AC/DC (31 December 1973)

The club manager at Sydney’s Chequers was getting on a bit when AC/DC made their New Year’s Eve debut. He found their wild set far too noisy. So loud, in fact, that every twenty minutes he would cut the power (ironically, given the band name). What he’d make of their later shows complete with Angus Young’s rebellious schoolboy outfit, god only knows.

Kasabian (1978)

Ready to open the Baftas, rockers Kasabian are also ‘great film fans’

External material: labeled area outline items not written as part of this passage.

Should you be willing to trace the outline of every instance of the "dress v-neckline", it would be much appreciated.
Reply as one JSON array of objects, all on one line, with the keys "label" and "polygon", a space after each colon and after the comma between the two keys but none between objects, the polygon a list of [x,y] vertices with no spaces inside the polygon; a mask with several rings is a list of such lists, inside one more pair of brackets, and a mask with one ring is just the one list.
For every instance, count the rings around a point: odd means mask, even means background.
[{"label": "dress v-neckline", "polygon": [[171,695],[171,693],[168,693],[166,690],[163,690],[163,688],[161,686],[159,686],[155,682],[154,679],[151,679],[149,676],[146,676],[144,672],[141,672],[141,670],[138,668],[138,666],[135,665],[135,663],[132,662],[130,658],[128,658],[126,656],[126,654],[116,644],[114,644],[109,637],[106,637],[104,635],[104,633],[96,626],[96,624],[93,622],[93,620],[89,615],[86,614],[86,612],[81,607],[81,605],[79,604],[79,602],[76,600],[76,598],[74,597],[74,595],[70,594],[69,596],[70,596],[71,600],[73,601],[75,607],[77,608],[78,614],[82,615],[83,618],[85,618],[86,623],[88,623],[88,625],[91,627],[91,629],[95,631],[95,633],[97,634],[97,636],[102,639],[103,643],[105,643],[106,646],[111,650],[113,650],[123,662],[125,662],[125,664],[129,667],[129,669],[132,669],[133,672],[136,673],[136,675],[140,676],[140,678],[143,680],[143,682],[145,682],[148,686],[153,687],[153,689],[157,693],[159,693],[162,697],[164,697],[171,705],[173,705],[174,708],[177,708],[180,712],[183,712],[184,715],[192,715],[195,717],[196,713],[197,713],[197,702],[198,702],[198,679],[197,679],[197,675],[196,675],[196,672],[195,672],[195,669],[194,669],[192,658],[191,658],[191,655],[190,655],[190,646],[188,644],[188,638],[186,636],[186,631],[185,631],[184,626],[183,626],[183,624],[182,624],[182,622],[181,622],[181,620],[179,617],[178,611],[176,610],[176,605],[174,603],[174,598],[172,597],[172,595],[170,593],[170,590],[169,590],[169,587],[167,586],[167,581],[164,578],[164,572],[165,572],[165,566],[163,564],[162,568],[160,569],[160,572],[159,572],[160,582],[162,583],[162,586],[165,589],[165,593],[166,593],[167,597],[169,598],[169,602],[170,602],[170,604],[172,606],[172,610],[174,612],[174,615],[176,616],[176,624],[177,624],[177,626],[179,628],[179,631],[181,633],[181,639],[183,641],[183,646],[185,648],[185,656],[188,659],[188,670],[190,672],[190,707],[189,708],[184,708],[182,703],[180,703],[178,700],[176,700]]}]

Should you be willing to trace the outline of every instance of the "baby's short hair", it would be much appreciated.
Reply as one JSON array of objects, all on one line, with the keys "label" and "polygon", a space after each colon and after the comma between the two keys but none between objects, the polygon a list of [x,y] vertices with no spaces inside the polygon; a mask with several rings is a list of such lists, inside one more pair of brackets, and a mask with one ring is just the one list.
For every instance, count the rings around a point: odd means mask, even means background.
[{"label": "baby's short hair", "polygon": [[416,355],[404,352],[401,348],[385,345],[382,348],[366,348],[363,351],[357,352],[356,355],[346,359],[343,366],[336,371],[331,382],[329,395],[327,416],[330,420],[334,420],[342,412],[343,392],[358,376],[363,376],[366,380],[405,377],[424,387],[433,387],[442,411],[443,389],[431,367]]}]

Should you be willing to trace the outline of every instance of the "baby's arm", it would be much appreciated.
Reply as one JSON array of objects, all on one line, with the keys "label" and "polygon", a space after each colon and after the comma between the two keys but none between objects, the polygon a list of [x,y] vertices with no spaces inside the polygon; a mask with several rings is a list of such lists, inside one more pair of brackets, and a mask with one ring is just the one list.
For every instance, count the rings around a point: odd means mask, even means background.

Tom Meighan “strutted out like Led Zeppelin” after hiding behind the band’s drum kit until the others had taken their places on stage. They ended up headlining Glastonbury so clearly faking it ‘till you make it works.

The Police (20 October 1978)

The lucky New York crowd present knew they were seeing something special when The Police took to the stage. They flew in on a budget flight taking instruments as luggage, but the band had to spend the next three weeks playing 23 shows in 21 nights, travelling around with all their gear in a Ford Econoline.

Ed Sheeran (2002)

“My first gig was when I was 11. I played Layla in the school concert, accompanied by a friend on piano,” Sheeran told the Daily Record. I often think that if I hadn’t done that, I wouldn’t be where I am today. I’m not saying I was great but I had a good reaction. I remember s****ing myself beforehand, being at home and crying to my dad: ‘I don’t want to do it!’”

The Velvet Underground (11 December 1965)

Lou Reed and his gang performed their first gig at a New Jersey high school. The three songs chosen were “There She Goes”, “Venus in Furs” and, erm, “Heroin”. Safe to say parents were not best impressed. Neither was drummer Angus MacLise who quit in protest at the band “selling out” after they accepted $75 payment. Doh!

Motley Crue (24 April 2981)

The crowd at this LA gig were highly aggressive, yelling profanities and spitting at the band. Vince Neil ended up punching one fan while other band members ended up using their guitars as weapons as the whole thing got wildly out of control.